Проход нашёлся спустя метров двести. Странно, что до основания не растащили ни сам забор, ни огромные трубы отопления на территории, ни коробки корпусов.
Проклятое место, неудобное место, отчуждённое место.
На необъятном участке внутреннего двора диспансера стояли два двухэтажных корпуса Н-образной формы. Приземистый хозяйственный и, отдалённо, величавый аскетичный близкий – корпус администрации со стационарами в левом и правом крыле. С заваленной шиферной крышей и обрушенным углом в плесени. В порушенном углу виднелась стена ванной комнаты, разбитый кафель на вертикалях. Окна, заколоченные фанерой, заложенные кирпичом и забитые мусором в очернённых смолой решётках. Остатки входной деревянной двери на кривых петлях тёртого медного цвета.
Довлеющее с утра ощущение некой исполнимости задачи пропало. Оно мотивировало идти сюда, оказаться здесь, обещало полноценно вспомнить эфемерно забытое и исчезающее, пробыть весь путь до конца и дать ответ по результатам решения-похода.
Ничего теперь предательски не ощущалось. Тихо внутри.
Сам виноват, сам сочинил, получай (сам) одно лишь ничего.
Но нужно было убедиться. Пройтись по крошеву, зайти в кабинет, открыть сейф, найти в нём позабытые рукописи-тетради. Тогда мы ещё посмотрим. Разбудим!
Не должно же быть всё так бессмысленно, а?! Дорогой мой Сообщник?!
Прошёл внутрь. Рваная лёгкая-мягкая пружина нефункционирующей культей – механизм телепорта в пространство, ужатое до сингулярности.
Радоваться надо, осмысленное искать (дошёл ведь, занялся хоть спортивной ходьбой, подышал кислородом) и – принимать, в конце то концов. Позитивное мышление, принятие смиренно сущего и ожидание лучшего – залог успеха лечения.
За входной дверью корпуса – глухая чёрная тишина. Напрыгнула огромным добрым чудищем. Мягким как мох. С еле уловимым гнилым запахом. Отобрала шум, бесшовные улицы, скрыла бескрайность неба. Облачила в шершавый бетон, в необъяснимый покой, уют закрытого и безопасного помещения. Шоркающим эхом отдавались звуки подошв.
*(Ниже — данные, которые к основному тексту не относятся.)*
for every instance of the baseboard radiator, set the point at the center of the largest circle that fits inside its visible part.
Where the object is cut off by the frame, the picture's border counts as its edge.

Ветер остро и кротко выдувал волынкой на низких частотах. Ошмётки стёкшего косого снега у проёмов, у выбитых фанер – налегли горбами-барханами.
Прошёл вдоль, мимо разбитых кабинетов, вдоль спуска каталок, по вскрытым и рваным доскам, по стёсанным монолитным лоткам – до одной из отдалённых, непарадной лестницы. Лестница в два пролёта – двадцать две ступени – по одиннадцать на каждый пролёт. Под пролётом, удивительно, что сохранился – приросший, въевшийся как пень, скошенный в трапецию стол дежурной сестры. С осколками стекла и мусором, уродливо вздутыми струпьями лакированных поверхностей.
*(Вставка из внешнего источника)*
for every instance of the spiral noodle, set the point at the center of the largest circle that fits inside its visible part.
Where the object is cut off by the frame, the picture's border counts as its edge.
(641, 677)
Дальше, по первому этажу – отдельное крыло здания.
Когда-то там находилось отделение принудительных больных. Там воняло нездоровым и затхлым, тупой животной глупостью и человеческой обречённостью.
Толкаю тугую решётку двери, сплошь искромсанной полосами будто порезов.
В общем коридоре крыла – куцые остатки мебели, следы стихийных костров, шприцы, бутылки, фольгирующие упаковки и выцветшие фантики. На стенах углём, мелом и красками граффити – некрасивые надписи разным кеглем и начертанием; примитивные рисунки половых органов. Заскорузлые выжженные лучами редкие плакаты. Лозунги на них – стёрты. Лица – пугающие кляксовидные пятна.
Внутри палат – металлические кровати, вяленые в грязных клочках ваты матрасы, под потолком – железные квадраты вентиляционных шахт.
Сестринская, процедурная, санузел, и, отдалённый угловой – кабинет.
В кабинете – вмурованный во внутреннюю стену сейф. Он прикрыт листом фальшь-панели. Его не видно – всё завалено барахлом, помойным хламом, лоскутами праха обоев и строительными обломками.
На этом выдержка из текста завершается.